Finger Joint Releases in the Setting of Complex Regional Pain Syndrome: Worthwhile or Risky?
J Hand Surg Am. 2026 Feb 27:S0363-5023(26)00049-3. doi: 10.1016/j.jhsa.2026.01.002. Online ahead of print.
ABSTRACT
PURPOSE: The literature remains pessimistic about surgery for finger stiffness in patients with complex regional pain syndrome (CRPS), citing the risks of exacerbation and limited motion gains. This study reports the outcomes of joint-release procedures and details the surgical technique.
METHODS: All patients with CRPS and contracted finger joints who presented with unyielding stiffness and consented to surgery were included. Patients underwent a minimally invasive release of the metacarpophalangeal and/or proximal interphalangeal (PIP) joints. By protocol, all patients also underwent carpal tunnel release of the median nerve. Splinting and physical therapy were added as required. Primary outcomes were improvement in total active motion and in the arc of motion of the affected joint. Secondary outcomes were pain, on a scale of 0-10, and function.

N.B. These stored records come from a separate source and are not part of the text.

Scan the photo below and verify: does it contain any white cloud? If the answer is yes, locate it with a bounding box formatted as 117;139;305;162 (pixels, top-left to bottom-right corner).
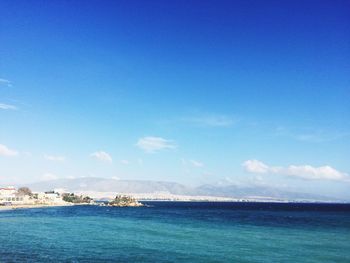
0;79;12;87
243;160;269;173
90;151;112;163
40;173;58;181
243;160;349;181
0;144;18;157
44;155;66;162
182;114;235;127
136;137;176;153
0;103;18;110
190;160;204;168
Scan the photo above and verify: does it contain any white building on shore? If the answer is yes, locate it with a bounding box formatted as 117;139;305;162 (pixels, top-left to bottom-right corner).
0;186;66;206
0;186;33;205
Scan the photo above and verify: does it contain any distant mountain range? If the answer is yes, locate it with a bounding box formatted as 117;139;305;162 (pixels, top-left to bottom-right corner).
23;177;338;201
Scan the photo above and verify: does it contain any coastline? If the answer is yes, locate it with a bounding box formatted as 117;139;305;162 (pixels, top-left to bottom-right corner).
0;203;74;211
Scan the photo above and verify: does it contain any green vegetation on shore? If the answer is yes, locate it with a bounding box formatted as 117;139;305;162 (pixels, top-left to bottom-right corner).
108;195;143;207
62;193;93;204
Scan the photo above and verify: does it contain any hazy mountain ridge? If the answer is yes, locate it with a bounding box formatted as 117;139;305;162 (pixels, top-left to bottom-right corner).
29;177;337;201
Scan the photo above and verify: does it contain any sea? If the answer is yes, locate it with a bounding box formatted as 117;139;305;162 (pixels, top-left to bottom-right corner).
0;202;350;263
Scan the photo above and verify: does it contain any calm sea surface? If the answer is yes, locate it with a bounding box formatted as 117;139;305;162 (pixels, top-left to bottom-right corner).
0;202;350;263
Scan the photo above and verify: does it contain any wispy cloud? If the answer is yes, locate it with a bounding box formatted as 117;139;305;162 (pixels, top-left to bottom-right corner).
190;160;204;168
136;136;177;153
90;151;112;163
44;154;66;162
0;144;18;157
181;114;237;127
276;126;350;143
242;160;349;181
0;78;12;87
40;173;58;181
0;103;18;110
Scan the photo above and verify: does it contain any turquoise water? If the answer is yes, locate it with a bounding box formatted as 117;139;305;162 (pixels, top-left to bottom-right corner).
0;202;350;262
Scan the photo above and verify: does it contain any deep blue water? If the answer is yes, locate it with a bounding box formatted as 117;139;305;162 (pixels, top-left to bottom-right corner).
0;202;350;263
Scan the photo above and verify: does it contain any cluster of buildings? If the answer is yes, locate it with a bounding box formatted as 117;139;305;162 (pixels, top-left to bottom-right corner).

RESULTS: Between January 2018 and December 2024, 25 patients met the inclusion criteria. There were 22 females and 3 males, with a mean age of 54 years (range, 28-74). Ninety-nine finger joints were released in 74 fingers: 54 metacarpophalangeal extension, 42 PIP flexion, and 3 PIP extension contractures. Significant improvements were observed in total active motion (104° ± 43° to 220° ± 43°, mean gain 116° at 34 months), active metacarpophalangeal motion (mean gain 61° ± 38°), active PIP motion (mean gain 42° ± 28°), pain (8.1 ± 3 to 0.5 ± 1), and Disabilities of the Arm, Shoulder and Hand score (79 ± 18 to 15 ± 12) over the same period. No patient experienced CRPS exacerbation after surgery, despite no sympathetic-directed measures being used. One patient required further surgery for residual pain, and another required joint rerelease before achieving the final result.
CONCLUSIONS: Joint releases followed by splinting yield favorable outcomes in CRPS-associated joint contractures.
TYPE OF STUDY/LEVEL OF EVIDENCE: Therapeutic IV.